Douglas Repetto : Le fait que dorkbot soit devenu une organisation mondiale est complètement accidentel. Cela n'a jamais été mon ambition. La section de New York a commencé en 2000 parce que je m'y suis installé et ne connaissais personne. Je bidouillais dans mon coin sans avoir personne à qui montrer mes productions ou avec qui en discuter. J’avais vraiment envie de partager toutes ces expériences et de rencontrer des gens étonnants et intéressants, je ne savais pas où ils étaient.
J'ai commencé à poster des invitations sur des listes de discussion en disant que j'organisais une rencontre et invitais quiconque était intéressé à venir présenter ses productions. Cette invitation était volontairement assez floue, sans mention d'art électronique, ni de hacker, ni ceci ni cela, seulement "venez et partagez ce qui vous intéresse". J’aime l’art et les artistes, mais j’aime aussi les gens qui sont tout simplement obsessionnellement passionnés par ce qu'ils font.
Je n'ai jamais imaginé que ce serait autre chose que des rencontres locales, à New York. Et dès que ça a commencé à se développer ailleurs ça a été plus facile pour moi de laisser les choses suivre leur cours. Au tout début, nous nous sommes demandés s'il fallait avoir un guide ou des règles pour dorkbot et il est devenu évident que cela n'avait aucun sens. Je vois ça actuellement comme une expérience naturelle : quelle est l'organisation la plus minimale nécessaire pour faire quelque chose de pertinent ? Je pense que dorkbot est devenu quelque chose de significatif, même si je ne sais pas exactement quelle est cette signification.
Dorkbot, c'est un slogan (« People doing strange things with electricity ») et un nom un peu bête ; personne ne sait ce que cela veut dire et chacun se l’approprie et le décline comme bon lui semble. C'est devenu une expérience en tant que telle : il n'est pas question de succès.




- Comment dorkbot s’est-il développé ? Comment voyez-vous cette évolution ?

Dorkbot s’est développé par le bouche à oreille. Londres a été le premier dorkbot après New York, en 2001, le deuxième a eu lieu à Gand. C'est peut-être un cliché maintenant mais ça a été viral. Si dorkbot a pris une telle ampleur, c’est grâce à Alex McLean et Saul Albert qui ont été les premiers - à Londres – à utiliser aussi bien la même idée, que le même nom et le même slogan. Un dorkbot est une chose, mais deux, c'est comme s'il y en avait des milliers. Dès qu'il y en a eu deux, en deux mois j'ai reçu plein d'e-mails de gens qui en avaient entendu parler. La création et la mise en place des dorkbots ont été quasi « organiques », nous n’avons pas essayé de mettre en place des stratégies. Les institutions finissent très souvent par exister seulement pour elles-mêmes, pour se maintenir, se propager.
Bien que j’essaie de minimiser mon pouvoir décisionnel au sein de dorkbot, j'ai cette image de personnage central. Que se passe-t-il si vous avez une organisation qui ne fait rien pour se préserver elle-même ? Je ne fais littéralement rien, je ne cherche pas de fonds, je ne fais pas de publicité.
Cela fait longtemps que le festival Ars Electronica nous propose chaque année de poser notre candidature pour le Prix Digital communities et nous avons toujours refusé. Sur la liste de discussion qui rassemble les organisateurs des différents dorkbot, nos avis sont très divergents ; certains pensent que ce serait super, d'autres qu'Ars Electronica est un endroit horrible, d'autres qu'un prix serait une bonne chose parce que nous avons travaillé dur, d'autres qu'un prix serait la pire des choses possibles... dorkbot va très bien globalement et nous n'avons besoin de rien.
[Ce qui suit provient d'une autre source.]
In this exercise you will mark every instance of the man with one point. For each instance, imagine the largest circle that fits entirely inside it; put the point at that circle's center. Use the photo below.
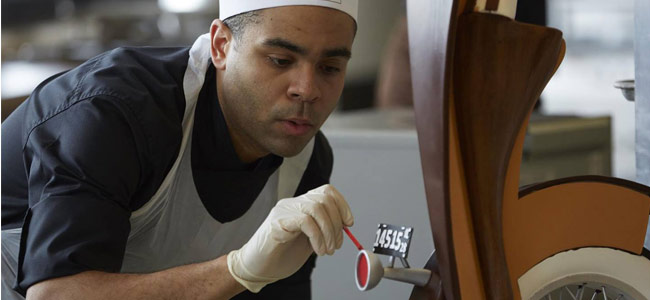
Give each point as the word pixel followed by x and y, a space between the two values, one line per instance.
pixel 155 173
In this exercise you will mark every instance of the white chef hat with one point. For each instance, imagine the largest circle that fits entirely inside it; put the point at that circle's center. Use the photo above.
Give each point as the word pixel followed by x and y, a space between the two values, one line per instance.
pixel 229 8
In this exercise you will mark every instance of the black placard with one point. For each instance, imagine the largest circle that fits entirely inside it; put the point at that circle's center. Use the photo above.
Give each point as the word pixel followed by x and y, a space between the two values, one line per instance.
pixel 393 240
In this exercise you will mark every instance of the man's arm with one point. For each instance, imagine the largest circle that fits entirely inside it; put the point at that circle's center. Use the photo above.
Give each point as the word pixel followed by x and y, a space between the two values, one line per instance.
pixel 207 280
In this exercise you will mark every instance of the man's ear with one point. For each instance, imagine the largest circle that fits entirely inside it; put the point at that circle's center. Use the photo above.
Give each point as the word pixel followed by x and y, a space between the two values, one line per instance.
pixel 221 41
Au niveau local, c'est différent ; certains font des dossiers de subventions... A New York, nous n'avons jamais eu d'argent. Certains interviennent au palais de Tokyo, certains dans leurs maisons. Les situations sont tellement diverses qu'utiliser le même nom est presque dénué de sens. Les gens se déplacent dans différentes villes et font diverses expériences mais il y a cette idée d'assister à l'instanciation d'une même chose.
Quand quelqu'un m'écrit en disant : "j'aimerais créer un dorkbot", je dis toujours oui. Même dans une petite ville, ce serait fantastique. Ils essaient et généralement ça ne marche pas ; quelquefois c'est juste quelqu'un qui ne sait pas comment organiser les rencontres ; ça ne pose pas de problèmes d'échouer. Et deux ans après, quelqu'un dans la même ville y arrive. Si dorkbot cessait de m'intéresser, je m'arrêterais et laisserais quelqu'un s'en occuper. C'est toujours l'idée de ne pas tenter de protéger une identité, comme, par exemple, écrire dorkbot en minuscules comme je le fais, ou DorkBot, comme l'écrivent certains. Dans ma vie personnelle, je suis très intéressé par ce genre de choses, mais j'ai réalisé qu'il n'y avait rien à protéger.
C'est l'expérience de chacun localement qui fait la valeur de dorkbot, et cela n'a rien à voir avec la pression sociale que nous ressentons pour réussir et mettre en place quelque chose de prestigieux, qui va durer. Pas de prestige, pas d'argent, pas de subventions, pas de pressions pour homogénéiser le tout, et ça marche !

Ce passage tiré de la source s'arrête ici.